Entenda o protocolo A2A, como agentes de IA descobrem capacidades, delegam tarefas, trocam artefatos e colaboram com segurança entre plataformas.

Marcos RodriguesPublicado em 17 de agosto de 2026Atualizado em 16 de agosto de 202612 min de leitura
Sistemas de agentes de IA independentes trocam dados por uma camada segura de comunicação

Uma empresa pode ter um agente para atendimento, outro para faturamento e um terceiro operado por um fornecedor de logística.

Cada um consegue raciocinar e usar ferramentas, mas isso não garante que saibam descobrir capacidades, delegar trabalho e acompanhar resultados entre plataformas diferentes.

O protocolo A2A, sigla de Agent2Agent, cria uma linguagem comum para agentes de IA independentes se apresentarem, trocarem mensagens e conduzirem tarefas com estado.

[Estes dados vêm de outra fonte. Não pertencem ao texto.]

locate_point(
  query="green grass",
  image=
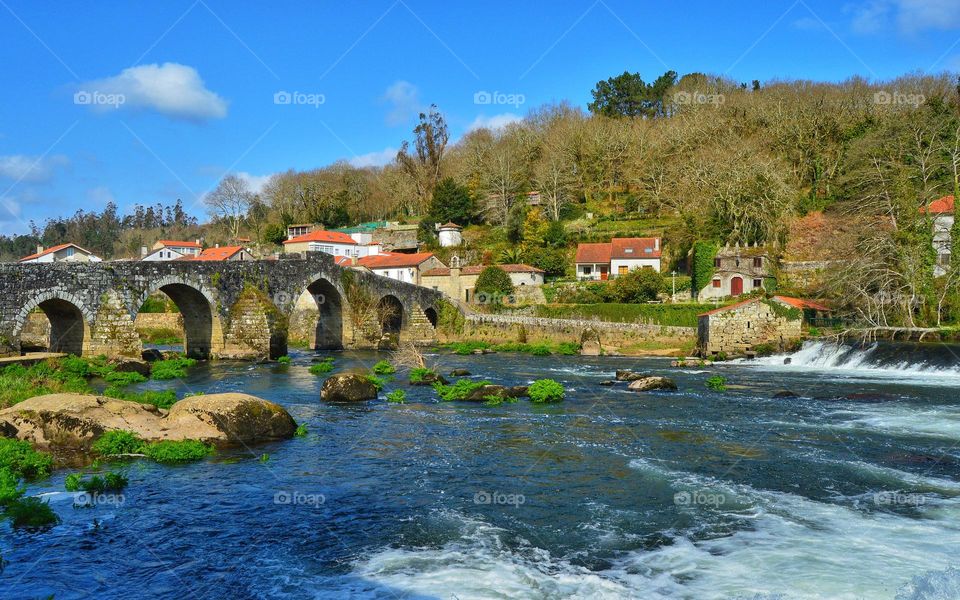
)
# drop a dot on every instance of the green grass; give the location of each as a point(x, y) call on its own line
point(546, 391)
point(677, 315)
point(172, 368)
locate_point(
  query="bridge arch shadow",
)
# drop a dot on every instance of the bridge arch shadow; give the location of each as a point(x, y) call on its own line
point(202, 328)
point(69, 321)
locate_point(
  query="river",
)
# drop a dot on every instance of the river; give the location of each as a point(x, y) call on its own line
point(610, 494)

O agente remoto continua funcionando como uma caixa-preta: não precisa expor sua memória, suas ferramentas nem sua lógica interna.

A2A não escolhe qual modelo usar, não cria uma estratégia de orquestração e não concede confiança automática a outro agente.

Ele padroniza a comunicação. Identidade, autorização, limites de negócio, revisão humana e observabilidade ainda precisam ser projetados.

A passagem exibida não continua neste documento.